While the words “land” or “soil” carry nationalistic connotations for some, I prefer to center non-Western perspectives, seeing humans as custodians engaged in a balanced relationship with land, and as extensions of its soil. Creation out of mud may evoke ancient creeds, but it is undeniable that we all return to the land eventually, as though merging with a body we only momentarily escaped. Personally, mud brings back memories of all the mud graves – the coarse contours and textures of which are analogous to Cherri’s sculptures – that I saw growing up in Iraq, in the terrains straddling the rivers Tigris and Euphrates, where the epic of Gilgamesh was recorded on mud tablets. This is also the land where the oldest human civilizations emerged, constructing the first complex cities out of mud, and waging the earliest wars of mass-annihilation.

The thinly-veiled guises of violence in this exhibition are not entirely surprising – psychoanalysts contend that aggression is integral to humanity’s propensity toward self-destruction, its death drive. The exhibition centers death as well, and there are morbid undertones throughout, not just in the Gilgamesh and Enkidu scene – from those inanimate bodies reminiscent of mummified museum displays, to modernity’s greed-driven systems, accelerating an impending doom for which we even have a name, the Anthropocene. Cherri seems to anticipate our end as a species taking the world down with it, while reminding us of our humble, indeed abject, beginnings. His work embodies a primordial message, even if this exhibition’s ruminations can be at times as viscous, and as opaque, as mud itself.

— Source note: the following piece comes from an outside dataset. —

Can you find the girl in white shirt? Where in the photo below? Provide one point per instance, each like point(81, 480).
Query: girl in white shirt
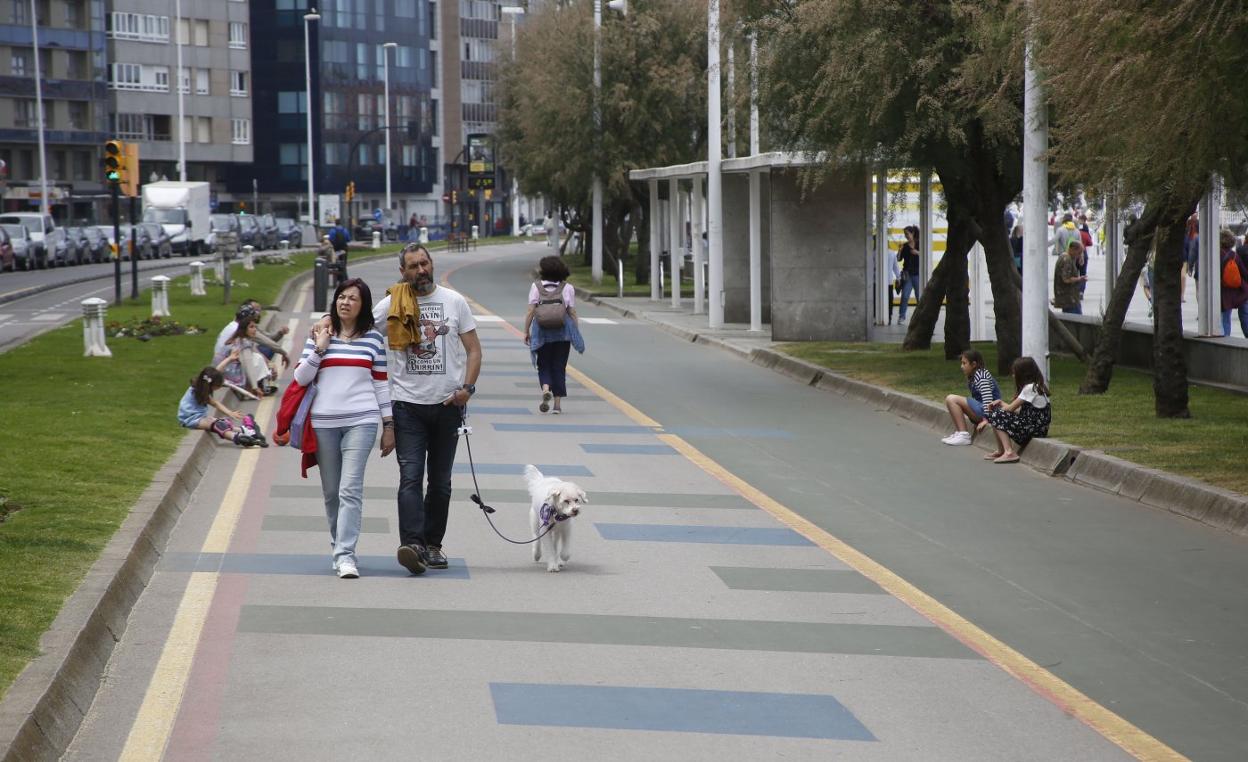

The term ṭīn, or ṭīnā, stands for “mud” in Arabic, but it also refers to someone’s constitution or nature. It is as though Cherri is conveying that the way humanity deals with mud, or land more broadly, says everything there is to know about humanity itself. Insofar as Enkidu symbolizes a nature corrupted – and even decimated – by humanity, I see his death here as an allegory for our dying planet. And Gilgamesh is all of us, humanity in its hubris, contemplating our reckless crimes against the environment, which we have turned to waste. The exhibition’s elegiac musings, therefore, lament our own present tragedy, itself of epic proportions.

“Ali Cherri: Humble and quiet and soothing as mud,” Swiss Institute, New York, September 13, 2023–January 7, 2024.

Amin Alsaden is a curator, educator, and scholar whose work focuses on transnational solidarities and exchanges across cultural boundaries. His research explores the history and theory of modern and contemporary art and architecture globally, with specific expertise in the Arab-Muslim world and its diasporas.